Politics

What's happening in the Labour deputy leadership race?

The party's second in command will have a key role to play in rebuilding its election machine

July 21, 2015
Labour backbencher Tom Watson, frontrunner in the party's deputy leadership race. © Dominic Lipinski/PA Wire/Press Association Images
Labour backbencher Tom Watson, frontrunner in the party's deputy leadership race. © Dominic Lipinski/PA Wire/Press Association Images
Away from the excitement of the Labour party leadership race, from “stormin' Corbyn,” offensive questions about weight and more uses of the phrase “Westminster bubble” than a Ukip branch meeting, there is the deputy leadership race.

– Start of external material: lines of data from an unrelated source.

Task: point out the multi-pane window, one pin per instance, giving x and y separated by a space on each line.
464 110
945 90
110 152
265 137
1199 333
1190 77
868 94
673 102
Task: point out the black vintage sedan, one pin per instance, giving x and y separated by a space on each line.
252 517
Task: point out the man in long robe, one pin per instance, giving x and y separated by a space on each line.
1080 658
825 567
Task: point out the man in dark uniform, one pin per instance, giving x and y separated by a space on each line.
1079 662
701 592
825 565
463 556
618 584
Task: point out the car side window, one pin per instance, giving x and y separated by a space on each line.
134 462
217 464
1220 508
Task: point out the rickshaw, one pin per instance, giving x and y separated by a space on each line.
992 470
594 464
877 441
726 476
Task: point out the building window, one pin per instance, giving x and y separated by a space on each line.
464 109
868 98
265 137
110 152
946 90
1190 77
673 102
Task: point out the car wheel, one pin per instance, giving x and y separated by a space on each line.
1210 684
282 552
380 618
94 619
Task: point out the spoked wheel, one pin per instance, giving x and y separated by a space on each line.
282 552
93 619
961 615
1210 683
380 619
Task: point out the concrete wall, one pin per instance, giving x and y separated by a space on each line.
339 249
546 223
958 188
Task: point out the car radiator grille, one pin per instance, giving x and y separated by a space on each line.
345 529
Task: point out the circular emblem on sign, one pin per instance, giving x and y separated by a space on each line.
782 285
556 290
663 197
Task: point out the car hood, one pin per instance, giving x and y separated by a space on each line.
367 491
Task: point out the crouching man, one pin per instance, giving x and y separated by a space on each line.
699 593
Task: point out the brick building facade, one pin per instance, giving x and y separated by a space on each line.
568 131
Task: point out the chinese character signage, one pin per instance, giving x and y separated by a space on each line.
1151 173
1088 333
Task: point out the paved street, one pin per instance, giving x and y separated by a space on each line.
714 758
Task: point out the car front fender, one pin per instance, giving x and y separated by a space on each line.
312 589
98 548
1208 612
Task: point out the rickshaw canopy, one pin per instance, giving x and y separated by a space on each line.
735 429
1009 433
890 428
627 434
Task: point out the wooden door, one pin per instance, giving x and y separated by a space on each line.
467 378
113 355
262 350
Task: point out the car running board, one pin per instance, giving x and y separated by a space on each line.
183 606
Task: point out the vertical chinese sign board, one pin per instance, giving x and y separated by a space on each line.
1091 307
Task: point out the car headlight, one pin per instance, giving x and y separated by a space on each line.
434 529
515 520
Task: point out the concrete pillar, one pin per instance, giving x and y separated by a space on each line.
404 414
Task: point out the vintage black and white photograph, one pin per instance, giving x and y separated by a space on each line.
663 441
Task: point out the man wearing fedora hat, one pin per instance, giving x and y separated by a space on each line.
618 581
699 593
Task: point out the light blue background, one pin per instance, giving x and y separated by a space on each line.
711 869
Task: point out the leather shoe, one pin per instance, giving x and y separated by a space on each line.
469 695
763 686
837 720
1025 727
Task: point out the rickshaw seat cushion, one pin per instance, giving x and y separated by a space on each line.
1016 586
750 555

This contest—which runs along the same timetable—will decide who gets to play the role of party manager. The Deputy Leader's precise job is largely defined by what the Leader wants it to be, but it is likely to involve some responsibility for party organisation and campaigning. That makes it important, and not only for Labour's disgruntled and election-scarred activist base. As many, including John Harris in this month's Prospect, have argued, Labour's electoral problems have a lot to do with its creaking machinery and lacklustre grassroots. The Deputy Leader could do a lot to help turn that around, and turn the party back into a potential governing force.

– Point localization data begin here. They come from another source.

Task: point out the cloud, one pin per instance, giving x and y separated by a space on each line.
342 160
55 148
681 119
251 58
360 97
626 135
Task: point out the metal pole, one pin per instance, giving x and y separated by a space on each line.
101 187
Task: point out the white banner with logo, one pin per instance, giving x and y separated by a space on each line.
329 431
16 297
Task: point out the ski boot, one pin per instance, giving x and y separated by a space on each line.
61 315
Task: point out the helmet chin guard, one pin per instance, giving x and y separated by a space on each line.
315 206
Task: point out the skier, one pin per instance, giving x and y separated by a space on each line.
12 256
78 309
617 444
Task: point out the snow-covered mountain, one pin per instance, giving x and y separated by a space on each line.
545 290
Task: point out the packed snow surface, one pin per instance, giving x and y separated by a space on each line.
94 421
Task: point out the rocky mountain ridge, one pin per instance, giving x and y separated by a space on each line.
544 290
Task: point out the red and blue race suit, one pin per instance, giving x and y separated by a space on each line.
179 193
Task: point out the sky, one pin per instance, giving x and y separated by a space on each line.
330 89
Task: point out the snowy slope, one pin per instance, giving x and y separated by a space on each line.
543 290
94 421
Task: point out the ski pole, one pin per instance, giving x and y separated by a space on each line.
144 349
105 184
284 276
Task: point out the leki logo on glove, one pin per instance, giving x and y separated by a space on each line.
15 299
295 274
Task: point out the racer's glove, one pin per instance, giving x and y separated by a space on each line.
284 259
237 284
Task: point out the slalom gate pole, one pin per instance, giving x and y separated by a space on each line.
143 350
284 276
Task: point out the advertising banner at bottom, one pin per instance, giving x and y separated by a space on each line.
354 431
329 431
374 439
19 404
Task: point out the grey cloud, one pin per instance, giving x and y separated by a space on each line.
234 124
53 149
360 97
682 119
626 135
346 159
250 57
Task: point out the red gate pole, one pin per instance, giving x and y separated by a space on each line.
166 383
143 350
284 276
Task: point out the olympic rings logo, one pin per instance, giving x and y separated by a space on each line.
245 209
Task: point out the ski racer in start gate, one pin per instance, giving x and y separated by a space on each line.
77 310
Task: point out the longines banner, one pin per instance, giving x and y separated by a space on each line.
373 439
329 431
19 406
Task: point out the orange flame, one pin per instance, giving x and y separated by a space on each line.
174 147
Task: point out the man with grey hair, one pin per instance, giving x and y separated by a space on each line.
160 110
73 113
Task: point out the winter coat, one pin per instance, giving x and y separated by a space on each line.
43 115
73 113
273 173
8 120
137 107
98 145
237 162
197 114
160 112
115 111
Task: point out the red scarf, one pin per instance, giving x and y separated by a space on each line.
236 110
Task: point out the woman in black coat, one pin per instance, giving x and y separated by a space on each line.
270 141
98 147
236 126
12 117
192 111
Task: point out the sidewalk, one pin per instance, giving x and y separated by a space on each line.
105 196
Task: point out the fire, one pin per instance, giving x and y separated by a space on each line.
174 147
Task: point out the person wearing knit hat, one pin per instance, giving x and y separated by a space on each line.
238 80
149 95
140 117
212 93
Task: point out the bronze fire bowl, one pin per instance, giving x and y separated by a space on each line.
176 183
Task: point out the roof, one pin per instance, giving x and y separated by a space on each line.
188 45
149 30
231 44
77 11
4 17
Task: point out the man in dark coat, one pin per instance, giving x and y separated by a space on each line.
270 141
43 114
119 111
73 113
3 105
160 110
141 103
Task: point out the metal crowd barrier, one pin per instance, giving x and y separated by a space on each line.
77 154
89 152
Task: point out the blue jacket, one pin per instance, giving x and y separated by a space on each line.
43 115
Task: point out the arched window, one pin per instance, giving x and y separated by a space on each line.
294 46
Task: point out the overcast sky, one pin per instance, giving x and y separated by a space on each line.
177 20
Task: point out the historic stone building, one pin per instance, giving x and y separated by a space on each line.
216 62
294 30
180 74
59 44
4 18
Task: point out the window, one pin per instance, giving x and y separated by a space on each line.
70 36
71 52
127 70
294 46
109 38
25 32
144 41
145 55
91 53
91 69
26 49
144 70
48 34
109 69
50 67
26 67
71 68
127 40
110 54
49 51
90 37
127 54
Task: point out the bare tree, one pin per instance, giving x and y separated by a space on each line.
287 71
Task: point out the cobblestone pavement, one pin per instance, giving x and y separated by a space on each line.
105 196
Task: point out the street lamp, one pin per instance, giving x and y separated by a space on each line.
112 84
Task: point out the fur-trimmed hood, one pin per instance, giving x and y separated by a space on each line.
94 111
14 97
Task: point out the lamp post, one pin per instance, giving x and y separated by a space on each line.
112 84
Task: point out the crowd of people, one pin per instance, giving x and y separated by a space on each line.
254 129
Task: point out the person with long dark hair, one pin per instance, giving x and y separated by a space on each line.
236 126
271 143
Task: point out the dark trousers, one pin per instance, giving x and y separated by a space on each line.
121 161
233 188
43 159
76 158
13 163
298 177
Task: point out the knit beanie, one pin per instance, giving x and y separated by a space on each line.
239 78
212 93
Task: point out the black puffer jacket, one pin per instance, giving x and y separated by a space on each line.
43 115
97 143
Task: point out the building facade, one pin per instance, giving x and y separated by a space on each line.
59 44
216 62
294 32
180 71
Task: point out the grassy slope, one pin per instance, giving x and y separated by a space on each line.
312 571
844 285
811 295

Last night, the Fabian Society held a hustings, where the Deputy Leadership candidates Stella Creasy, Caroline Flint, Angela Eagle and Ben Bradshaw battled it out (Tom Watson, the fifth contender and front-runner, was ill). Given the nature of the role, the debate was full of practical thoughts on how the party can win again. Here's four things we learned about what the candidates reckon the party needs to do:

Taking on the Tories comes top. Despite the fashion among many party members—particularly those backing Jeremy Corbyn—to focus on the need to regain leftish voters lost to the Greens and SNP or “traditional” supporters lost to Ukip, last night the debate was largely about winning back the kind of centrist swingers who once delivered elections for Tony Blair. As Flint put it, “let's not lose sight of where the real battle lies.” Bradshaw talked about changing the way the party speaks to potential voters, and about his support for an English Labour party: “we have given people the impression that we're not comfortable with English identity and English patriotism,” he said. None of the candidates were among the left-wing rebels who defied the Labour whip to vote against Tory welfare reforms last night.

It's time to open up. All the candidates recognise the importance of making it easier to become active within the party—as Creasy put it, “we put an awful lot of barriers up to people getting involved.” Creasy in particular is running on a ticket to change this—she wants to see the party engage with people who don't think of themselves as “political” but who are exercised by or active on particular community issues.

Scotland remains a mystery. What has happened north of the border, the site of Labour's most dramatic general election defeat, took up surprisingly little of the discussion—as chair Andrew Harrop pointed out, all of the candidates are English. But Creasy did launch an impassioned defence of party unity across Britain: “When I hear Alex Salmond talking about English MPs as if English MPs cannot have a concern for kids in Glasgow, or kids in Edinburgh, or kids in Aberdeen, what he's telling me is he doesn't have a concern for the kids in Walthamstow or the kids in Bristol,” she said.

The candidates are hedging their bets. While Bradshaw has suggested he doesn't want Corbyn to win, the Deputy leadership debate is focused far more on practical party management than ideology, leaving more or less any candidate free to work with any future leader. Flint and Kendall has been shown by polling to be the combination which Tories most fear (though it's looking ever less likely to happen), and Tom Watson, the only candidate to nominate a leadership candidate, backs Kendall. Creasy, as a popular member of the 2010 intake, would look good next to Burnham or Cooper to help them shake off their Blair/Brown baggage.